This repository contains PyTorch and TensorFlow implementations of the quasi-hyperbolic momentum (QHM) and quasi-hyperbolic Adam (QHAdam) optimization algorithms from Facebook AI Research.
Use this one-liner for installation:
$ pip install qhoptim
Then, you can instantiate the optimizers in PyTorch:
>>> from qhoptim.pyt import QHM, QHAdam
# something like this for QHM
>>> optimizer = QHM(model.parameters(), lr=1.0, nu=0.7, momentum=0.999)
# or something like this for QHAdam
>>> optimizer = QHAdam(
... model.parameters(), lr=1e-3, nus=(0.7, 1.0), betas=(0.995, 0.999))
Or in TensorFlow:
>>> from qhoptim.tf import QHMOptimizer, QHAdamOptimizer
# something like this for QHM
>>> optimizer = QHMOptimizer(
... learning_rate=1.0, nu=0.7, momentum=0.999)

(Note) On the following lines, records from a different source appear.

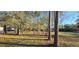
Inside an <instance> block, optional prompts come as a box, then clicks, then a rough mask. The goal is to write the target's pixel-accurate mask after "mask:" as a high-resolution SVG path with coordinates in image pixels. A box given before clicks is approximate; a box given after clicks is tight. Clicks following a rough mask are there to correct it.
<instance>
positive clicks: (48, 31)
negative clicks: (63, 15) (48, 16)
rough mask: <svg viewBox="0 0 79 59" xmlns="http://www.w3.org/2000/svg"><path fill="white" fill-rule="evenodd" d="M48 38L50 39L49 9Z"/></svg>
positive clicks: (49, 13) (49, 16)
mask: <svg viewBox="0 0 79 59" xmlns="http://www.w3.org/2000/svg"><path fill="white" fill-rule="evenodd" d="M48 40H50V11H49V20H48Z"/></svg>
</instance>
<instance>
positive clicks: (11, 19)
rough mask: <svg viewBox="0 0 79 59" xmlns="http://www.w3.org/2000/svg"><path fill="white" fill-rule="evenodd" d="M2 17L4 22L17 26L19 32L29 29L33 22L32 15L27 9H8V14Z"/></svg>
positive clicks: (7, 23) (3, 24)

# or something like this for QHAdam
>>> optimizer = QHAdamOptimizer(
... learning_rate=1e-3, nu1=0.7, nu2=1.0, beta1=0.995, beta2=0.999)

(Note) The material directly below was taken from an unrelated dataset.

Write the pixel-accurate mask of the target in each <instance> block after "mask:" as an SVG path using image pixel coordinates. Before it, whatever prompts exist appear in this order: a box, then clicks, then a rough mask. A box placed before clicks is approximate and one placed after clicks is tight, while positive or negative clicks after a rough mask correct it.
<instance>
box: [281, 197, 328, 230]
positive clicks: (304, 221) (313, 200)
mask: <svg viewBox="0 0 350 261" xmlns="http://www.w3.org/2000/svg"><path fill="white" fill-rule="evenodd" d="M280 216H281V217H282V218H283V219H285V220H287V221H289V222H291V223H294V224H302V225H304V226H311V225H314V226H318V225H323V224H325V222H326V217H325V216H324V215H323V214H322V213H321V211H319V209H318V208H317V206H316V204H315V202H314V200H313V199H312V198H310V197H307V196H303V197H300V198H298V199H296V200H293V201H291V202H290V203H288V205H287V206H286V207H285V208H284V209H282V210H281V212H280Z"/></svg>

Please refer to the documentation for installation instructions, usage information, and a Python API reference.
Direct link to installation instructions: here.
QHM and QHAdam were proposed in the ICLR 2019 paper "Quasi-hyperbolic momentum and Adam for deep learning". We recommend reading the paper for both theoretical insights into and empirical analyses of the algorithms.
If you find the algorithms useful in your research, we ask that you cite the paper as follows:
@inproceedings{ma2019qh,
title={Quasi-hyperbolic momentum and Adam for deep learning},
author={Jerry Ma and Denis Yarats},
booktitle={International Conference on Learning Representations},
year={2019}
}
Bugfixes and contributions are very much appreciated! Please see
CONTRIBUTING.rst
for more information.
This source code is licensed under the MIT license found in the LICENSE
file
in the root directory of this source tree.